Pietro Tabor

Personal information
- Date of birth: 13 March 1919
- Place of birth: Turin, Italy
- Date of death: 29 July 1944 (aged 25)
- Place of death: Genoa, Italy
- Position: Defender

Youth career
- 1937-1938: Juventus

Senior career*
- Years: Team / Apps / (Gls)
- 1938–39: Lucchese / 28 / (0)
- 1939–40: Livorno / 32 / (0)
- 1940–41: Bari / 9 / (0)
- 1941–44: Liguria / 59 / (5)

= Pietro Tabor =

Italian footballer (born 1919)

Pietro Tabor (13 March 1919 – 29 July 1944) was an Italian football player who played as right-back for various Serie A and Serie B teams.

He was mortally wounded, losing a leg, and subsequently died in July 1944 at the age of 25 by one of the American bombings of Genoa.

== Club career ==
Tabor began his career in the Juventus youth team. His senior career started playing for Lucchese during the 1938–39 Serie A season, which saw his team ending up last and relegated. The next year Tabor played in Serie B with Livorno, then back again to Serie A for the 1940-41 season with Bari.

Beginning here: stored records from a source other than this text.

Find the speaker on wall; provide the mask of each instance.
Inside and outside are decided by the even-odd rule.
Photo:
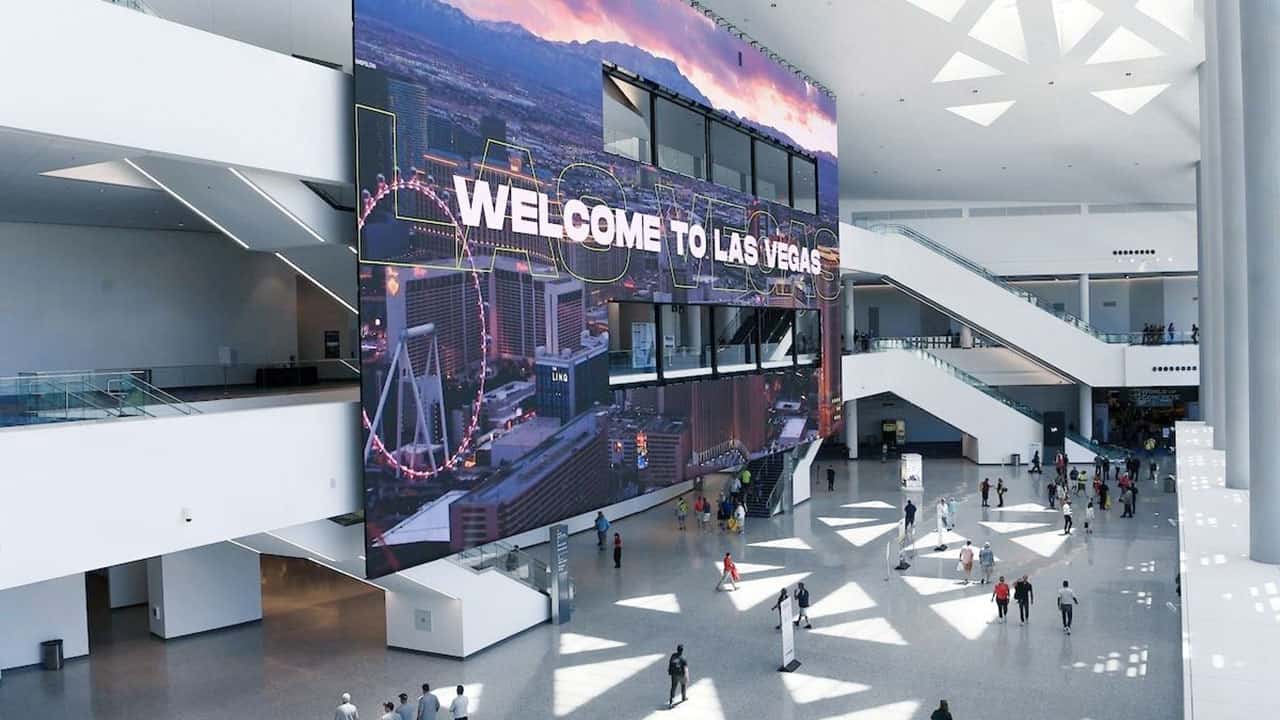
[[[1061,448],[1066,445],[1067,414],[1051,411],[1044,414],[1044,446]]]

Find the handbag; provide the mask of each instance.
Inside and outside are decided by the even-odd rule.
[[[956,561],[956,572],[964,572],[964,561],[963,561],[963,560],[957,560],[957,561]]]

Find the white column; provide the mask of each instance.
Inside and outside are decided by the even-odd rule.
[[[844,404],[844,444],[849,448],[849,459],[858,459],[858,401]]]
[[[1222,161],[1221,435],[1227,451],[1227,487],[1249,487],[1249,279],[1246,268],[1244,103],[1240,95],[1240,5],[1218,3],[1218,95]],[[1274,282],[1274,280],[1272,280]],[[1216,445],[1217,443],[1215,443]]]
[[[853,304],[853,278],[844,277],[840,281],[840,302],[844,308],[844,349],[854,349],[853,333],[857,329],[857,312]],[[844,404],[844,444],[849,448],[849,459],[858,459],[858,401],[850,400]]]
[[[89,654],[84,573],[0,590],[0,668],[40,662],[40,643],[56,638],[64,658]]]
[[[1089,273],[1080,273],[1080,314],[1076,317],[1089,322]]]
[[[1217,8],[1205,3],[1205,61],[1200,80],[1200,170],[1198,192],[1200,246],[1200,376],[1204,378],[1202,414],[1213,426],[1214,447],[1222,449],[1225,362],[1222,298],[1222,166],[1218,132]],[[1207,377],[1206,377],[1207,376]]]
[[[1080,434],[1093,439],[1093,388],[1081,383],[1076,386],[1080,401]]]
[[[1249,557],[1280,564],[1274,452],[1280,438],[1280,3],[1241,0],[1240,29],[1251,336]]]
[[[151,634],[166,640],[262,619],[258,553],[229,542],[147,560]]]

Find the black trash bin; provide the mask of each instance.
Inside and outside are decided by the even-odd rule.
[[[62,638],[40,643],[40,667],[45,670],[62,669]]]

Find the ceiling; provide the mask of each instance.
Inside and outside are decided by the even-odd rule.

In 1942 Tabor joined Liguria and played with them for two consecutive Serie A seasons, scoring 5 goals including one during the derby against local rivals Genova 1983 played on February 14, 1943. Serie A was interrupted due to the events of World War II and replaced in the north of the country by the 1944 Campionato Alta Italia, during which Tabor played 15 matches for Liguria.